There’s nothing like the fragrant, warming spices of Thai food in the fall. And that’s why you’ll find Chef Bonnie Khummuang’s gaeng lamb shank massaman and gaeng gari Brome Lake duck confit curries on Mekong’s fall dining menu.

“In Thailand, food is all about family and sharing,” explains Khummuang. “In the fall, when it’s a little quieter in Whistler, I like to come out of the kitchen and connect with people, [and] tell them about the food they are eating. It’s a lovely time of year.”

Khummuang marries local produce with Thai ingredients and uses cooking techniques from her multicultural team. Gathering produce from Brew Creek Farm, just south of Whistler, and North Arm Farm in Pemberton, you’ll find the floral scent of lemongrass added to earthy mushrooms and potatoes, ingredients not typically found in Thai cooking.

“I went back to Thailand this summer and surprised my mother when she opened the trunk of my brother’s car,” Khummuang says with a laugh. “Friends are considered family in Thailand, and the first thing you ask someone is, ‘Have you eaten?’ It shows you care. I gathered a lot of inspiration at home and can’t wait to share that with Whistler this fall and winter.”
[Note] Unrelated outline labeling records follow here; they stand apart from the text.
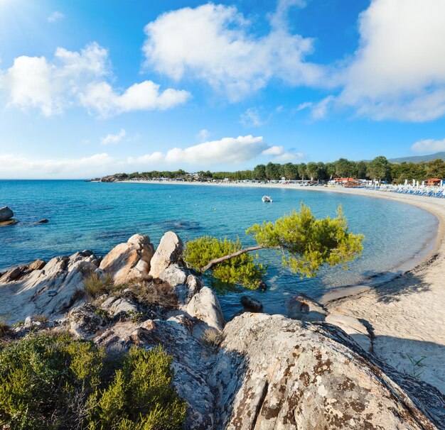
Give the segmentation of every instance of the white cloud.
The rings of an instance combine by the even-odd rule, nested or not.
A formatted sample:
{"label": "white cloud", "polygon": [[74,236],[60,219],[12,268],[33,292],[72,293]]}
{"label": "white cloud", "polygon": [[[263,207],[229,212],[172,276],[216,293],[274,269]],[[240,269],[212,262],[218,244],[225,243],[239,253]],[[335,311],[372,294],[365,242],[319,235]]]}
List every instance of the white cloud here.
{"label": "white cloud", "polygon": [[3,179],[89,178],[105,175],[114,160],[102,153],[82,158],[37,160],[21,155],[0,155]]}
{"label": "white cloud", "polygon": [[262,137],[252,136],[223,138],[189,146],[185,149],[173,148],[163,157],[167,164],[210,166],[238,164],[250,161],[268,148]]}
{"label": "white cloud", "polygon": [[323,69],[305,61],[313,40],[291,34],[285,21],[297,4],[304,4],[281,0],[263,36],[249,33],[251,23],[235,6],[208,3],[167,12],[145,27],[146,64],[175,79],[205,81],[232,101],[274,78],[293,86],[326,84]]}
{"label": "white cloud", "polygon": [[441,140],[435,139],[424,139],[419,140],[411,146],[411,150],[414,153],[437,153],[445,151],[445,139]]}
{"label": "white cloud", "polygon": [[294,151],[286,152],[284,146],[271,146],[262,153],[262,155],[272,156],[276,162],[288,162],[295,160],[302,160],[304,154]]}
{"label": "white cloud", "polygon": [[205,128],[203,128],[197,135],[196,137],[199,139],[200,142],[205,141],[208,137],[210,136],[208,130]]}
{"label": "white cloud", "polygon": [[283,146],[271,146],[262,152],[263,155],[281,155],[284,152]]}
{"label": "white cloud", "polygon": [[337,101],[376,120],[445,114],[445,1],[374,0],[360,14],[360,48],[339,75]]}
{"label": "white cloud", "polygon": [[109,145],[110,143],[119,143],[126,135],[125,130],[121,128],[117,134],[107,134],[104,138],[100,139],[102,145]]}
{"label": "white cloud", "polygon": [[163,110],[185,103],[191,97],[188,92],[171,88],[160,91],[159,85],[151,81],[118,92],[106,80],[111,77],[109,70],[108,52],[95,43],[80,52],[58,48],[52,62],[44,57],[16,58],[9,69],[0,71],[0,92],[6,93],[7,106],[38,109],[45,116],[79,104],[102,117]]}
{"label": "white cloud", "polygon": [[55,23],[58,21],[60,21],[60,19],[62,19],[63,18],[65,18],[65,15],[63,15],[63,13],[62,13],[62,12],[58,12],[57,11],[55,11],[55,12],[53,12],[48,17],[48,23]]}
{"label": "white cloud", "polygon": [[160,92],[159,87],[152,81],[144,81],[119,94],[107,82],[97,82],[90,84],[80,94],[80,100],[85,107],[107,117],[132,111],[163,111],[183,104],[191,97],[187,91],[168,88]]}
{"label": "white cloud", "polygon": [[[109,135],[104,139],[112,140],[119,134],[124,133],[121,131],[118,135]],[[185,148],[173,148],[165,153],[156,151],[125,159],[114,158],[107,153],[59,160],[0,155],[0,179],[88,178],[134,170],[227,169],[236,168],[235,166],[242,163],[252,165],[255,159],[286,162],[301,158],[303,155],[299,153],[285,152],[282,146],[270,146],[262,137],[249,135],[223,138]]]}
{"label": "white cloud", "polygon": [[240,122],[246,127],[259,127],[264,123],[261,119],[258,109],[254,108],[250,108],[242,114]]}

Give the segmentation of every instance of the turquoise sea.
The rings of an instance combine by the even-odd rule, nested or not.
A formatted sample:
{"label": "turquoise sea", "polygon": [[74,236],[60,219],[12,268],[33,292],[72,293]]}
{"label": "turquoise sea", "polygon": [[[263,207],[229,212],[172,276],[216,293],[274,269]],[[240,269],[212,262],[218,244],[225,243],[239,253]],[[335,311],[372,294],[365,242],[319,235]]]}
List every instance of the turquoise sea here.
{"label": "turquoise sea", "polygon": [[[272,204],[262,202],[264,194],[272,194]],[[301,202],[318,217],[334,216],[341,204],[350,230],[365,236],[364,251],[348,270],[328,268],[309,280],[282,268],[276,251],[261,251],[269,265],[269,288],[253,295],[267,312],[284,312],[286,299],[296,293],[316,297],[397,270],[402,262],[419,254],[437,227],[432,214],[410,205],[306,189],[3,180],[0,206],[9,206],[20,223],[0,228],[0,270],[83,249],[104,255],[135,233],[148,234],[155,245],[168,230],[184,241],[205,234],[239,236],[250,245],[244,233],[247,227],[273,221],[298,209]],[[45,218],[49,219],[47,224],[33,224]],[[241,308],[237,293],[220,298],[226,316]]]}

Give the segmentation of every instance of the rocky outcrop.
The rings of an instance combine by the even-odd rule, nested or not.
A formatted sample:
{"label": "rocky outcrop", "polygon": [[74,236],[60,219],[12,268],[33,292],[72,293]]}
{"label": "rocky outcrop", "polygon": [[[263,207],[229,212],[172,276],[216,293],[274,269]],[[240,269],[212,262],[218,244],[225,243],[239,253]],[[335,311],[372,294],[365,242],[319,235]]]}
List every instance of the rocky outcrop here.
{"label": "rocky outcrop", "polygon": [[9,324],[35,314],[63,316],[83,299],[85,275],[97,268],[92,263],[95,259],[92,251],[84,250],[6,272],[0,278],[0,315]]}
{"label": "rocky outcrop", "polygon": [[251,296],[242,296],[240,302],[245,309],[252,312],[262,312],[263,310],[263,304]]}
{"label": "rocky outcrop", "polygon": [[301,294],[288,302],[288,316],[306,321],[326,321],[340,327],[365,351],[372,352],[373,333],[369,324],[353,316],[345,315],[339,309],[328,309],[313,299]]}
{"label": "rocky outcrop", "polygon": [[306,294],[291,297],[287,303],[289,318],[301,321],[324,321],[328,311],[319,303]]}
{"label": "rocky outcrop", "polygon": [[216,429],[432,429],[445,422],[436,389],[404,380],[333,326],[245,313],[224,338],[211,379]]}
{"label": "rocky outcrop", "polygon": [[162,236],[151,259],[150,275],[160,277],[168,266],[180,261],[183,250],[183,246],[179,236],[173,231],[167,231]]}
{"label": "rocky outcrop", "polygon": [[7,206],[0,208],[0,222],[8,221],[14,216],[14,213]]}
{"label": "rocky outcrop", "polygon": [[[102,268],[87,250],[16,268],[0,280],[0,314],[26,321],[17,336],[60,326],[113,352],[162,345],[188,405],[185,429],[444,428],[440,393],[367,353],[355,319],[300,296],[290,309],[303,321],[246,312],[225,327],[218,297],[182,265],[173,235],[156,250],[156,279],[146,276],[154,256],[141,235],[115,247]],[[92,272],[139,279],[87,302],[84,279]]]}
{"label": "rocky outcrop", "polygon": [[209,327],[222,330],[224,317],[220,302],[208,287],[203,287],[186,308],[187,313],[204,321]]}
{"label": "rocky outcrop", "polygon": [[148,236],[135,234],[126,243],[119,243],[107,254],[100,268],[112,276],[117,284],[149,274],[153,245]]}

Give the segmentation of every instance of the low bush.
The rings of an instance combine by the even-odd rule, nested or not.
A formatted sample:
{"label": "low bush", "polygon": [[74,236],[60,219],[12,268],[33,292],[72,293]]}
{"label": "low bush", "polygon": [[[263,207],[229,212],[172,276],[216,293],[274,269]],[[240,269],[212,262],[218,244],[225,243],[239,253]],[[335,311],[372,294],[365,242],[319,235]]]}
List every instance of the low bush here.
{"label": "low bush", "polygon": [[28,335],[0,346],[0,427],[178,430],[186,406],[171,366],[161,347],[111,360],[68,334]]}
{"label": "low bush", "polygon": [[161,280],[139,280],[129,283],[136,300],[146,306],[178,307],[178,296],[174,288]]}
{"label": "low bush", "polygon": [[222,341],[222,334],[216,329],[208,329],[201,336],[201,342],[212,348],[219,346]]}
{"label": "low bush", "polygon": [[11,334],[11,329],[8,324],[0,318],[0,339]]}

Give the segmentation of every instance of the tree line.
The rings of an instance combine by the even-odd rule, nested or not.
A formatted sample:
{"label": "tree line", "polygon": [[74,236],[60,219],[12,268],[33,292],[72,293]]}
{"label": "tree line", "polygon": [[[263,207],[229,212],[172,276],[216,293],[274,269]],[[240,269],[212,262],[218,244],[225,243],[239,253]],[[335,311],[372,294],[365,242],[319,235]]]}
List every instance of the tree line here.
{"label": "tree line", "polygon": [[[401,183],[405,180],[411,181],[426,180],[429,178],[445,178],[445,161],[441,159],[421,162],[391,163],[385,157],[379,156],[371,161],[351,161],[340,158],[332,162],[315,162],[279,164],[269,162],[259,164],[252,170],[236,172],[199,171],[199,178],[204,180],[328,180],[333,177],[354,177],[361,180],[377,180]],[[190,174],[183,170],[176,171],[143,172],[114,175],[119,180],[154,179],[166,177],[176,179],[190,177]]]}

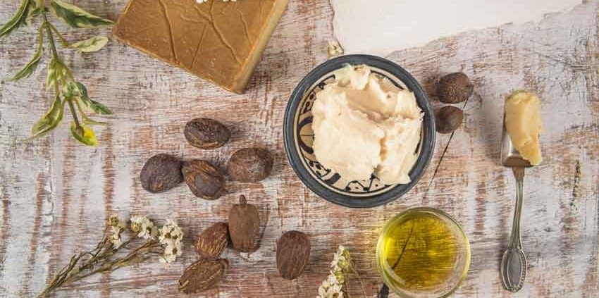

The care that Khummuang mentions is evident in the carefully crafted dishes at Mekong. Join them for their fall three-course for $38 menu, which is offered daily. 88mekong.com

After speaking with these award-winning Whistler restaurants, I found a few things abundantly clear. There’s a dedicated passion for their craft and local produce, an appreciation for their guests, whether local or visiting, and excitement you’ll only feel if you pick up a knife and fork at one of their establishments this fall.